Interestingly, another film – Lee Chang-dong’s Burning – does something similar. Hailed as an enigmatic masterpiece, the movie draws from The Lady Vanishes in a way that Antonioni did in L’Avventura but for reasons symmetrical to those of Farhadi’s – if that makes any sense. He promises a compelling mystery and draws the viewer down the rabbit hole of red herrings and character twists only to leave them discombobulated at the end of the road when it is revealed there is no expected resolution to this intrigue. Instead, the audience is left in limbo and only then it becomes apparent that Burning is using its Hitchcockian template to make subtle observations about rifts between castes in the Korean society and address the pent-up frustrations permeating the poorer classes.

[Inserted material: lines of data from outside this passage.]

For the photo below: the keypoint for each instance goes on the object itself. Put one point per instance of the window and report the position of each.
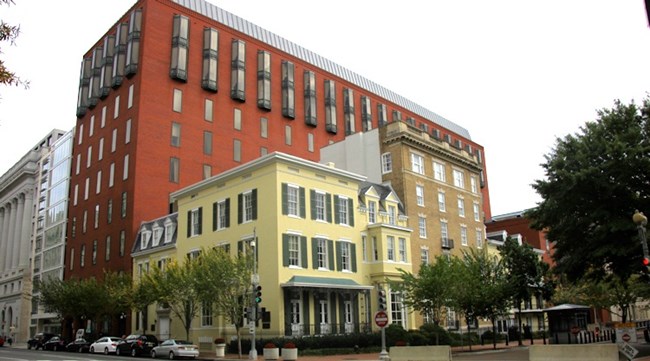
(330, 106)
(461, 207)
(127, 133)
(424, 255)
(309, 80)
(345, 261)
(439, 172)
(100, 150)
(122, 242)
(236, 150)
(123, 207)
(392, 215)
(288, 90)
(320, 206)
(348, 111)
(111, 175)
(372, 212)
(194, 222)
(236, 119)
(176, 134)
(386, 163)
(287, 134)
(343, 210)
(177, 101)
(419, 195)
(125, 170)
(180, 41)
(390, 248)
(366, 114)
(375, 249)
(174, 169)
(206, 314)
(402, 249)
(444, 234)
(422, 227)
(247, 209)
(263, 80)
(207, 143)
(208, 110)
(129, 101)
(472, 184)
(116, 110)
(293, 200)
(463, 235)
(417, 163)
(264, 127)
(114, 141)
(441, 201)
(238, 70)
(459, 178)
(210, 69)
(295, 254)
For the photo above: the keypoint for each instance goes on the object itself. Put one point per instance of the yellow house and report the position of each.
(326, 241)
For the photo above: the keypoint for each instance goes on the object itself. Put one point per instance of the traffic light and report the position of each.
(381, 298)
(258, 294)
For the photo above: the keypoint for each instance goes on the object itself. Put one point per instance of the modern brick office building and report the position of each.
(177, 91)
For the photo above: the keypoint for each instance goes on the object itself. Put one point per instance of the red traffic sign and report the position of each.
(381, 319)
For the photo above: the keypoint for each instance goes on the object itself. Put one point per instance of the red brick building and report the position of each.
(177, 91)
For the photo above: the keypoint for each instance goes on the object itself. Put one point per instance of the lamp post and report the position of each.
(641, 221)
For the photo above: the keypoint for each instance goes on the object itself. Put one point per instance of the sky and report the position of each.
(517, 74)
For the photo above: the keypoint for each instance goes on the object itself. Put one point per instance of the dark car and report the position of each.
(55, 343)
(38, 340)
(81, 344)
(136, 345)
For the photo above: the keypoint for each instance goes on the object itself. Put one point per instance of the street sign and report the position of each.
(381, 319)
(627, 350)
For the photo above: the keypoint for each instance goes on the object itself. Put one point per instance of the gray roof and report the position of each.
(212, 11)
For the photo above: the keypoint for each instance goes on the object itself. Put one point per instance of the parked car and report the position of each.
(55, 343)
(136, 345)
(173, 349)
(81, 344)
(38, 340)
(106, 345)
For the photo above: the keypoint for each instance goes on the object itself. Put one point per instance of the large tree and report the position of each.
(595, 179)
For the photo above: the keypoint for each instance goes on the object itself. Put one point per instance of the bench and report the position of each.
(420, 353)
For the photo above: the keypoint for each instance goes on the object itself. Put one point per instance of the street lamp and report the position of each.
(641, 221)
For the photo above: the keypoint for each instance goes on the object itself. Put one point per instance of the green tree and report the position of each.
(594, 180)
(175, 287)
(225, 282)
(9, 33)
(526, 274)
(427, 292)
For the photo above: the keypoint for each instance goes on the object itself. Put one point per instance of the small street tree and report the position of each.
(175, 287)
(225, 282)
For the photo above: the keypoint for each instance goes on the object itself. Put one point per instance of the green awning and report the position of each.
(324, 282)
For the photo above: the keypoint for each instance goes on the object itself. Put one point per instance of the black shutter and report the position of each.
(285, 196)
(254, 203)
(240, 207)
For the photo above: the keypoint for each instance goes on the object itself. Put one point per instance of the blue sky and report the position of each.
(517, 74)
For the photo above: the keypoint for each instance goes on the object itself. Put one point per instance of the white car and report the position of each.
(175, 349)
(106, 345)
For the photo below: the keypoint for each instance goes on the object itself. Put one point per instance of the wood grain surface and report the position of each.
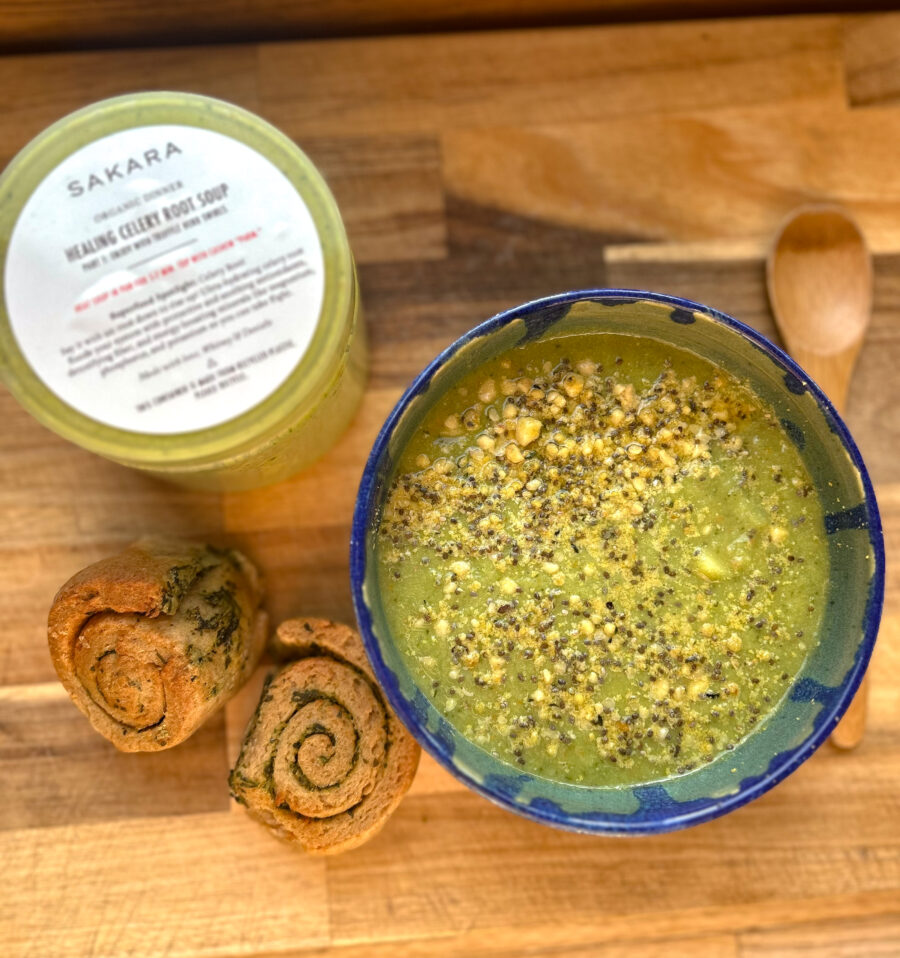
(474, 172)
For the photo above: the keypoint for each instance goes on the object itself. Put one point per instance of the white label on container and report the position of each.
(164, 279)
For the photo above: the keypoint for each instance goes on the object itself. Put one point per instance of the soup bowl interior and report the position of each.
(833, 669)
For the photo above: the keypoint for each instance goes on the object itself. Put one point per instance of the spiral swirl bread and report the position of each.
(324, 761)
(150, 642)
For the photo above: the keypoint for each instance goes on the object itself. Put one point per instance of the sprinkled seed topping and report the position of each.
(608, 572)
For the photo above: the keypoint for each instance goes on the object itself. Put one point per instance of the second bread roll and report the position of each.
(324, 761)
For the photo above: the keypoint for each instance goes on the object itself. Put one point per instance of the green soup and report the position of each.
(603, 559)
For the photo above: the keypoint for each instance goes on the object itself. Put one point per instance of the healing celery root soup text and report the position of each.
(603, 559)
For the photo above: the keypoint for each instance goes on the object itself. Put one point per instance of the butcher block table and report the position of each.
(475, 171)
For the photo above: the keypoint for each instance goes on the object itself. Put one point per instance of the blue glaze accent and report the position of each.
(613, 301)
(683, 316)
(809, 690)
(855, 518)
(795, 433)
(507, 785)
(802, 721)
(794, 383)
(538, 322)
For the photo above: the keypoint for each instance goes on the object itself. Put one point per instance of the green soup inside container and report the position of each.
(178, 293)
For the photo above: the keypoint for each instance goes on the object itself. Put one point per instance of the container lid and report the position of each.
(176, 281)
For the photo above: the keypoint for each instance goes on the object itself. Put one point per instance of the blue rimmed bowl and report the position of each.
(831, 674)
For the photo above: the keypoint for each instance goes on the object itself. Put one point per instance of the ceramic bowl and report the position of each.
(823, 689)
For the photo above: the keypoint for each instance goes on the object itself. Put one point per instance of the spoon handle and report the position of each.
(832, 374)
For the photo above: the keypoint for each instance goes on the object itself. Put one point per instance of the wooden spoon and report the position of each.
(820, 287)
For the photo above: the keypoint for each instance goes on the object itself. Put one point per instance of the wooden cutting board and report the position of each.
(475, 171)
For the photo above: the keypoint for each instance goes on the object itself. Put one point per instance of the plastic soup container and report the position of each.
(177, 291)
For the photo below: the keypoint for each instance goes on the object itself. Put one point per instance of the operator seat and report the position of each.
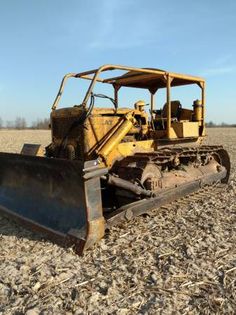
(175, 110)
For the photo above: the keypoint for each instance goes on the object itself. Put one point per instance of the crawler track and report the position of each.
(207, 170)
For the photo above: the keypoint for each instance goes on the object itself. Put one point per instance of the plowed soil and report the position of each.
(173, 261)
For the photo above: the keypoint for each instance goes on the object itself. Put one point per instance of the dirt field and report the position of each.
(181, 261)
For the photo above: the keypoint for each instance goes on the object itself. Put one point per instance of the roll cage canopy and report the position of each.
(145, 78)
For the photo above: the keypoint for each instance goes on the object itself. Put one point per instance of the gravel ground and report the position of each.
(178, 261)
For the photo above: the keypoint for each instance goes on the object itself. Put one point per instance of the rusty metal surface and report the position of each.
(51, 196)
(131, 210)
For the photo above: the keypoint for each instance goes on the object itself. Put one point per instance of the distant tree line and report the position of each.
(20, 124)
(211, 124)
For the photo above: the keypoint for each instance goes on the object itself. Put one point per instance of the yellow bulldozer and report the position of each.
(108, 164)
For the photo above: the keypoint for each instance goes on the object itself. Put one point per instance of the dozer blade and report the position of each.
(56, 196)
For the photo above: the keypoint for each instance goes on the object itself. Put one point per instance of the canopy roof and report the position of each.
(148, 78)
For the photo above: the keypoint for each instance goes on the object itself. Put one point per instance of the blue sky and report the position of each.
(43, 40)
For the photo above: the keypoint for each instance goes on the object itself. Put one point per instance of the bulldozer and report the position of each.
(106, 165)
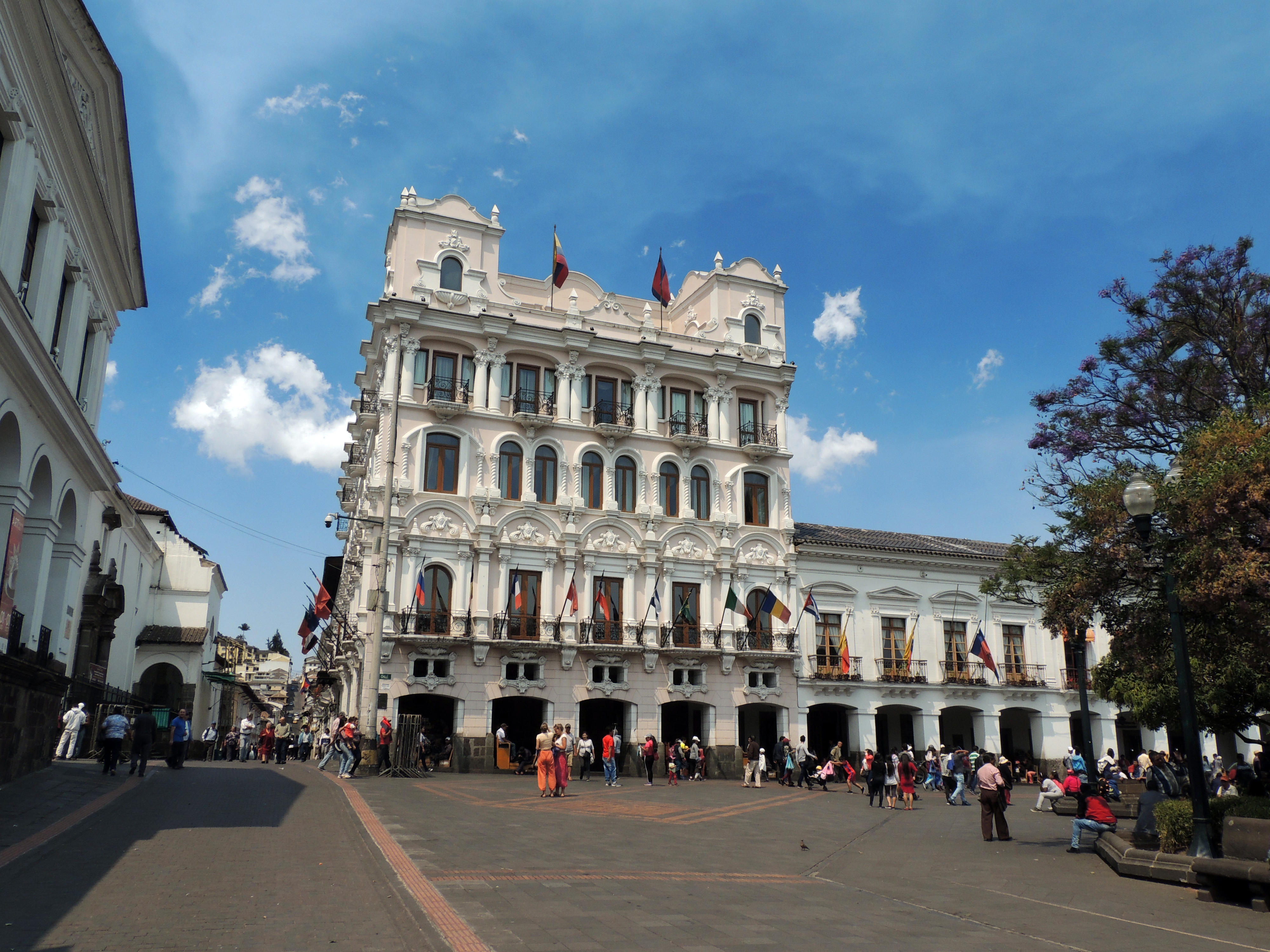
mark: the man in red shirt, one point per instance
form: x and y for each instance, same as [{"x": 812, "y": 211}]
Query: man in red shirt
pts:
[
  {"x": 1092, "y": 814},
  {"x": 610, "y": 758}
]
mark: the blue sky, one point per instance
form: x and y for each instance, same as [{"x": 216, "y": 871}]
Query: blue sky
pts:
[{"x": 980, "y": 173}]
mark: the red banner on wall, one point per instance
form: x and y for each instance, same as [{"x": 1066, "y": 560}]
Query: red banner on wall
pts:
[{"x": 10, "y": 574}]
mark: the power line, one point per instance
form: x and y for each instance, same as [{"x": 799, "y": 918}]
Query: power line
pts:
[{"x": 229, "y": 524}]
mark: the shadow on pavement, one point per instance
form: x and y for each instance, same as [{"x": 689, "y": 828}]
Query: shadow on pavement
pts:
[{"x": 43, "y": 887}]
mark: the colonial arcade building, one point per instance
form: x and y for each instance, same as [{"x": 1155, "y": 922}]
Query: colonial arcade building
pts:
[{"x": 591, "y": 441}]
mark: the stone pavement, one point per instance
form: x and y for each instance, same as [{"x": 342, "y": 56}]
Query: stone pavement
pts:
[
  {"x": 713, "y": 868},
  {"x": 246, "y": 856},
  {"x": 217, "y": 856}
]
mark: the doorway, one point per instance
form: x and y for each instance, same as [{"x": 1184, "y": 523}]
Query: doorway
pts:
[{"x": 524, "y": 718}]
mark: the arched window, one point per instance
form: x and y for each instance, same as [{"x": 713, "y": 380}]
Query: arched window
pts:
[
  {"x": 756, "y": 499},
  {"x": 754, "y": 326},
  {"x": 594, "y": 480},
  {"x": 700, "y": 493},
  {"x": 441, "y": 464},
  {"x": 760, "y": 624},
  {"x": 510, "y": 459},
  {"x": 432, "y": 605},
  {"x": 624, "y": 484},
  {"x": 453, "y": 279},
  {"x": 669, "y": 487},
  {"x": 544, "y": 475}
]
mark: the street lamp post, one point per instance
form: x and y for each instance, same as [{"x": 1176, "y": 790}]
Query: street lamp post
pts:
[{"x": 1140, "y": 501}]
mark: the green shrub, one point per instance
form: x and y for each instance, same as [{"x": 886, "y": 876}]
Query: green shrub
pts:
[{"x": 1174, "y": 819}]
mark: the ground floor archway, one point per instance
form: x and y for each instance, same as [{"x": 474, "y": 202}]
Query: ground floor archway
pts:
[
  {"x": 957, "y": 728},
  {"x": 438, "y": 713},
  {"x": 826, "y": 727},
  {"x": 524, "y": 718}
]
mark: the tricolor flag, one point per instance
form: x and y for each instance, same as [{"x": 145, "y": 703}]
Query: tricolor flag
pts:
[
  {"x": 775, "y": 607},
  {"x": 984, "y": 653},
  {"x": 559, "y": 267},
  {"x": 736, "y": 605},
  {"x": 810, "y": 607},
  {"x": 661, "y": 282},
  {"x": 322, "y": 605}
]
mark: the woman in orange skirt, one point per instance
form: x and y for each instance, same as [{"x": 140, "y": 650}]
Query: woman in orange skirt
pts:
[{"x": 545, "y": 761}]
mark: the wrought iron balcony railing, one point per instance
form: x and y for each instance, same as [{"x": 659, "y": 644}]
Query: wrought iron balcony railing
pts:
[
  {"x": 826, "y": 667},
  {"x": 897, "y": 670},
  {"x": 449, "y": 390},
  {"x": 963, "y": 672},
  {"x": 1024, "y": 676},
  {"x": 531, "y": 402},
  {"x": 609, "y": 413},
  {"x": 759, "y": 435}
]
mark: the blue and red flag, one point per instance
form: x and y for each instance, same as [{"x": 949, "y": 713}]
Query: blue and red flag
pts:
[
  {"x": 984, "y": 653},
  {"x": 661, "y": 282},
  {"x": 559, "y": 267}
]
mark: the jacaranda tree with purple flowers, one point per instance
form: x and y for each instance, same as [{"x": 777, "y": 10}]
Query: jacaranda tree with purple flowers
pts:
[{"x": 1188, "y": 379}]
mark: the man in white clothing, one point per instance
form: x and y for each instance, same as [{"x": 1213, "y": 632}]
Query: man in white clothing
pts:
[{"x": 72, "y": 723}]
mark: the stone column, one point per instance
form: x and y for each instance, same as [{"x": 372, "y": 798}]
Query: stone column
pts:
[
  {"x": 565, "y": 394},
  {"x": 496, "y": 383},
  {"x": 410, "y": 350},
  {"x": 783, "y": 404},
  {"x": 481, "y": 392}
]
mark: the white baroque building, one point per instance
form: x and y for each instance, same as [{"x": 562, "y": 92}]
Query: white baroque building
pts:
[{"x": 606, "y": 445}]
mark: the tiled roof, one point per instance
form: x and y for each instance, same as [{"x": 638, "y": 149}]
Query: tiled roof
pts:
[
  {"x": 171, "y": 635},
  {"x": 841, "y": 536},
  {"x": 144, "y": 508}
]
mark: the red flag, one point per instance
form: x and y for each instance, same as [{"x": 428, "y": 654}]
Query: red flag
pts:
[
  {"x": 661, "y": 282},
  {"x": 559, "y": 267}
]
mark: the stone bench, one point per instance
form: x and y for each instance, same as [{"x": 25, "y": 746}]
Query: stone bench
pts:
[{"x": 1244, "y": 873}]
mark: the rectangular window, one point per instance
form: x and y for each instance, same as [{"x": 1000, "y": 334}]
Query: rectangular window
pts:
[
  {"x": 1013, "y": 642},
  {"x": 829, "y": 642},
  {"x": 954, "y": 647}
]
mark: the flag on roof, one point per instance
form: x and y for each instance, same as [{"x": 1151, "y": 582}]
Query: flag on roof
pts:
[
  {"x": 559, "y": 267},
  {"x": 661, "y": 282}
]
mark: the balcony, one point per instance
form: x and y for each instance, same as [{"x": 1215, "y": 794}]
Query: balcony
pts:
[
  {"x": 1070, "y": 680},
  {"x": 963, "y": 673},
  {"x": 416, "y": 621},
  {"x": 759, "y": 441},
  {"x": 448, "y": 397},
  {"x": 689, "y": 430},
  {"x": 830, "y": 668},
  {"x": 613, "y": 420},
  {"x": 1024, "y": 676},
  {"x": 598, "y": 631},
  {"x": 897, "y": 671}
]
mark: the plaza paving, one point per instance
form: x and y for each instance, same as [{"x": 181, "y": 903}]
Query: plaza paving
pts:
[{"x": 243, "y": 856}]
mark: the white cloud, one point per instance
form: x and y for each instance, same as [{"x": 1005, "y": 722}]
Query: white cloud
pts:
[
  {"x": 300, "y": 100},
  {"x": 987, "y": 369},
  {"x": 277, "y": 404},
  {"x": 819, "y": 459},
  {"x": 840, "y": 321},
  {"x": 275, "y": 228},
  {"x": 222, "y": 280}
]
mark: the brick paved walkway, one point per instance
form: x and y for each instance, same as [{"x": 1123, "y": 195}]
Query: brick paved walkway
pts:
[{"x": 217, "y": 856}]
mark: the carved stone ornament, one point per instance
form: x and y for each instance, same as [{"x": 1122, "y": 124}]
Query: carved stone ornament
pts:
[
  {"x": 458, "y": 243},
  {"x": 441, "y": 525}
]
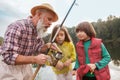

These various examples dispersed across the axis of time show just how influential The Lady Vanishes continues to be to this day, even though many of the aforementioned titles are rarely traced back to Hitchcock in film criticism. Although it may be somewhat disappointing to any fan of Hitchcock’s work – especially because he was criminally underappreciated for years before being reappraised by Truffaut and Godard – this apparent detachment of the archetype from its progenitor may be seen as its natural evolution. Perhaps its existence is now axiomatic: self-evident and hence taken for granted. Therefore, now – four decades after he passed away – it is a perfect opportunity to remind the world the existence and popularity of the narrative.